先輩権限を振りかざして、まだ未来のある君の第2ボタンを奪ってしまったね。こんなの職権乱用だ。ずるいね。これから先、月島くんは月島くんが第2ボタンをあげたいと思うような女の子とも出会うだろうに。ごめんね。その時は、返すから。これ、返すから。連絡してね。
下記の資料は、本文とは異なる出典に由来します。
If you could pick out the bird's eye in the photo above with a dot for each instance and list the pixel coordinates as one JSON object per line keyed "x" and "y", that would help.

ぽつりぽつりと、人の居なくなった廊下に響いていくのはみょうじさんのそんな言葉で。どうして。どうしてそんなことを言うんだ。許せなかった。し、その心境が理解できなかった。
頭に血が上るとは、なるほど、こういう感覚なのだなと理解は実感に追い付いてくる。力任せにその腕を引いて、抱き締めた。ずいぶん小さな体だと思った。

「…!月島く、」
「僕じゃ、だめなんですか」

僕が先輩思いだなんてことを、この人は本気で考えているんだろうか。「先輩」に言われれば誰にでも第2ボタンをほいほい渡すような、そんな馬鹿だとでも思われているんだろうか。それなら心外だ。腕の中に閉じ込めた体は小さくて、この人のことを「先輩」だなんて思ったコト、数えるくらいしか無かったというのに。

「…みょうじさんだったからだよ」
「え、」
「僕が第2ボタンなんかあげたいと思ったのは、みょうじさんが最初で最後ですよ」

思い出になんかしてくれるなと思う。第2ボタンなんかを大切に抱えて、そうして僕が踏み込むことの許されなかったあの鞄にそれを詰めて。どこかへ行ってしまうんだろう。ここでのことも、僕のことも、全部を綺麗な思い出に変えて。そんなの僕は絶対にごめんだと思った。許さない。許さない、そんなことは。
第2ボタンを持っていくというなら覚悟はできているんでしょうね。知らない訳じゃないだろう。心臓に一番近いから第2ボタン、なのだと。僕の心臓を、持っていくからには。

「月島くん、離して」
「…嫌です」
「月島くん、困るよ」
「………」
「こんなことされたら、わたし、勘違いしちゃう」
「しとけばいいじゃないですか」

忘れてなんか、やるもんか。僕はずっと覚えていてやる。思わせ振りで、ヒトのことを振り回してばっかりの自分勝手なこの人のこと、一つ残らず。忘れてなんか、やるものか。

「…わたし、わたしは、君より年上なんだよ」
「たかが2年デショ」
「同い年の可愛い女の子と、幸せになるべきだよ」
「…怒りますよ」
「だって、後悔、するよ。月島くん」
「ごちゃごちゃうるさいです」

黙って閉じ込められていろ。腕の力を強くすれば、みょうじさんは躊躇うように、それでも恐る恐る、といった体で手を僕の背中に回した。その手が少し震えていることに気が付いて、びっくりした。この人は、ここまでちっぽけな存在だっただろうか。こんなにもか弱くて、庇護欲を掻き立てるような、そんな人だっただろうか。力をどの程度加減してやればいいのか解らない。先輩だって、年上だって言いたいのならそういうことを教えてくれればいいのに、と思う。

みょうじさん。みょうじさん。何だってこんなものを欲しがるんだと思っていたけれど、今ならその理由が僕にも少しだけ解るかもしれない、と思った。確かに、欲しいなと思ったんだ。僕も、この人の第2ボタンが、この人の心臓が、欲しいと。笑えるだろう。

「月島くんは、馬鹿だよ」

心外だ、と思ったけれど、その声が震えていることに気が付いてしまったから、それは言わないでやることにする。みょうじさん。何で泣いてんの。だってあの日ですら僕の前では一切泣かなかったのに。

「解ってるくせに」

うん、解ってる。解ってるけどさ。嬉しいからだよ、って、その一言をみょうじさんの声で聞きたい。ねぇ。言ってよ。そしたらもう、絶対離してなんかやらないよ。